Although all of these visual elements do elicit general emotional responses on their own, a director can assign further meaning to each element.
In the 2004 movie Hero, directed by Yimou Zhang, the color green signified vengeance, red stood for passion, and white denoted truth. These artistic decisions were governed by the director's interpretation of the screenplay.
As seen by the accompanying graphs, each visual component can be mapped to the story. The first graph, depicting story intensity, shows the standard rise and fall of a linear narrative.
A visual component can stay constant, follow the story, or perhaps it spikes based on some story events. The screenplay serves as a blueprint for the visuals.
Block's visual theory applies to any time-based visual medium, such as video games. Obviously, not all of these visual components can be controlled during a video game, but some, like color, tone, shape, and line quality, clearly can be used to make a game stronger.
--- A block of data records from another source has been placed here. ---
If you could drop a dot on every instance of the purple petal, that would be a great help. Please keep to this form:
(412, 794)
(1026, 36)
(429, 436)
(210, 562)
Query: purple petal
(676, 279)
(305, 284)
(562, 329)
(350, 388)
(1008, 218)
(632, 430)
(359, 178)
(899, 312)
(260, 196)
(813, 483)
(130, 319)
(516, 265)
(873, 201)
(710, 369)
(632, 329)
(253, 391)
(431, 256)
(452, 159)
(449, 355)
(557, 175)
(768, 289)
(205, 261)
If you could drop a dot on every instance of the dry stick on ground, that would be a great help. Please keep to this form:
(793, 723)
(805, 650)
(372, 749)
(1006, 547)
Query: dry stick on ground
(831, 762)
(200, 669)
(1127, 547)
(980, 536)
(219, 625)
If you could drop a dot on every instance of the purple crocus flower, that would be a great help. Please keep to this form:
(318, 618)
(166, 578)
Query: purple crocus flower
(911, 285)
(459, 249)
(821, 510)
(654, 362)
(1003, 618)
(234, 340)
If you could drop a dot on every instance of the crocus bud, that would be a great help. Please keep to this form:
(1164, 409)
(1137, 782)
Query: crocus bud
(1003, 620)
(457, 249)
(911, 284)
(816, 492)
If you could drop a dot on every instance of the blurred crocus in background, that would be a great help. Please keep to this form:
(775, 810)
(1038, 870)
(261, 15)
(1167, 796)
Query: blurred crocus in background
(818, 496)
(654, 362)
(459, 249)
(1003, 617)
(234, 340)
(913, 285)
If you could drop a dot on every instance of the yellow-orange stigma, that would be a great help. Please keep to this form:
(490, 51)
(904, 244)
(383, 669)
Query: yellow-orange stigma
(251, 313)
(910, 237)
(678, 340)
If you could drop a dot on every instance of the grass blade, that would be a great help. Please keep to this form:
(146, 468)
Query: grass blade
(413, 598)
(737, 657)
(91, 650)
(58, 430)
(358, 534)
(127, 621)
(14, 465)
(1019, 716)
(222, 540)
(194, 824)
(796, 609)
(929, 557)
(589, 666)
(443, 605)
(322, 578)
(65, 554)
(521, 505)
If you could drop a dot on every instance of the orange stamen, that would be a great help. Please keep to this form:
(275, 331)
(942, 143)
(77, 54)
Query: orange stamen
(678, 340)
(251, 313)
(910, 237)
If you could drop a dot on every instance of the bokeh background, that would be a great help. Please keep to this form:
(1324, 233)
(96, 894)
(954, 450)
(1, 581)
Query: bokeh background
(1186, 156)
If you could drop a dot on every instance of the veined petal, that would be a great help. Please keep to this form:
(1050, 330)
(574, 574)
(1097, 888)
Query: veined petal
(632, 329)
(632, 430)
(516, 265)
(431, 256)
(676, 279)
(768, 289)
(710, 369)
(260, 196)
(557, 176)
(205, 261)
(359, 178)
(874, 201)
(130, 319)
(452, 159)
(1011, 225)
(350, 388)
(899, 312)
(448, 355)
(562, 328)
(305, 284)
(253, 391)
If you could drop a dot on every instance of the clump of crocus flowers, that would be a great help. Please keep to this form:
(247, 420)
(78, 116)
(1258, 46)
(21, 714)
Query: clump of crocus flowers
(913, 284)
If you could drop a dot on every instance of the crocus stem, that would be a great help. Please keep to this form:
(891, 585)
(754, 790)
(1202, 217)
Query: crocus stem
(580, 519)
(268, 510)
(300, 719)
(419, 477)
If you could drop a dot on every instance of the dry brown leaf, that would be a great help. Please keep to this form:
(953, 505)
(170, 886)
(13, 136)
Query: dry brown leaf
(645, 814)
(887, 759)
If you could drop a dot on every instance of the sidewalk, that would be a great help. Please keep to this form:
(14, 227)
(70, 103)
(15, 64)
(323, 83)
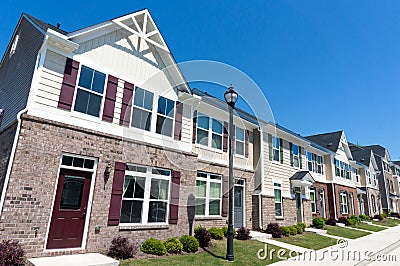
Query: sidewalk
(356, 252)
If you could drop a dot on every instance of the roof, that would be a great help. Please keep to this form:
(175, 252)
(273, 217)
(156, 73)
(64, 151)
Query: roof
(327, 140)
(43, 25)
For the game Company of Heroes: Opposing Fronts, Dinehart created the following Game Intensity Graph to generate a color script.
Peak intensity for the game and story occurred during "red" missions while "green" signified a return to normalcy. This loading screen, a prelude to the final conflict, shows affinity of color.
Even in situations where there aren't traditional narratives, these visual principles still apply. Advertisements and music videos may not have stories, but they have structure. A music video director can use the structure of verse and refrain or possibly tie the rhythm of visuals to musical intensity.
In this example, Jenova Chen, creative director of thatgamecompany, plots out a game's Emotional Intensity Graph, which could later form the foundation for visual design, story design, and sound design.
In his book, Block cautions that the worst visual design is no plan at all. Without a plan, viewers would still have a reaction, but that gut reaction may work against your purpose. "That's just how our brains work," says Drew Davidson, Director of the Entertainment Technology Center at Carnegie Mellon University. "We're pattern-making people. We look for things even when they're not there."
Narrative design drives home the meaning of a game. In a meaningful game, art isn't created because it's cool but to convey a specific impression to the player. Filmmakers have gone beyond the cool factor to try to make films that provoke thought. They've already learned that these visual components evoke certain feelings. Now, it's time for video game developers to use visual structure to dramatic advantage.
Narrative design and cinematographic techniques can be embedded into gameplay as well. As Brian Hawkins, CEO of Soma, Inc., describes more fully in his book, Real-Time Cinematography for Games, programmers can create algorithms and agents so that gameplay events have a more dramatic effect.
As lead game core and interface programmer on the game, Star Trek: Armada, Hawkins sought to make the real-time strategy game more exciting by highlighting cinematic events like explosions or confrontations. He took it upon himself to learn cinematographic techniques so that he could program them into the game.
Beyond cinematographic techniques, Hawkins advocates the judicious use of scripted sequences to push forward the narrative. These would not be minutes-long cut scenes, but infrequent pre-scripted moves created for key story moments.
Although many developers despise scripted sequences for taking control away from the player, Hawkins believes that these sequences can be done in a way that would not elicit complaints from the players. "The trick is to take control away from the players without them realizing it," says Hawkins.
In his book, Hawkins describes the creation of a jump sequence for dramatic purposes. Normally, in this hypothetical game, the player jumps from ledge to ledge, but if during a chase, the player slips and almost misses a ledge, this is a matter of chance. The player may recall later, "I barely pulled myself up by the fingers!"
Instead of leaving it to chance, the scripted sequence recreates this moment at a time when it would make the most dramatic sense for the story. The player is still in control of the jump and if the player begins the jump within the confines of a predetermined jump zone, then the player always lands with fingers on the ledge. Outside the jump zone, the player would fall in the chasm as usual. Of course, this jump sequence could only be used once or twice because overuse would reduce the dramatic effect.
Hawkins calls this the video game equivalent of cinematographic "cheating" since players probably wouldn't know the exact distance needed to land the jump. In film, cinematographic "cheating" occurs when props are moved closer to actors in close shots to indicate spatial relationships or when footage from two locations are edited together to make it seem like one location.
In some cases, set designers have actually painted shadows onto curbs. Video game developers often employ "cheating" in other areas, such as in the simplification of physics or accelerated time.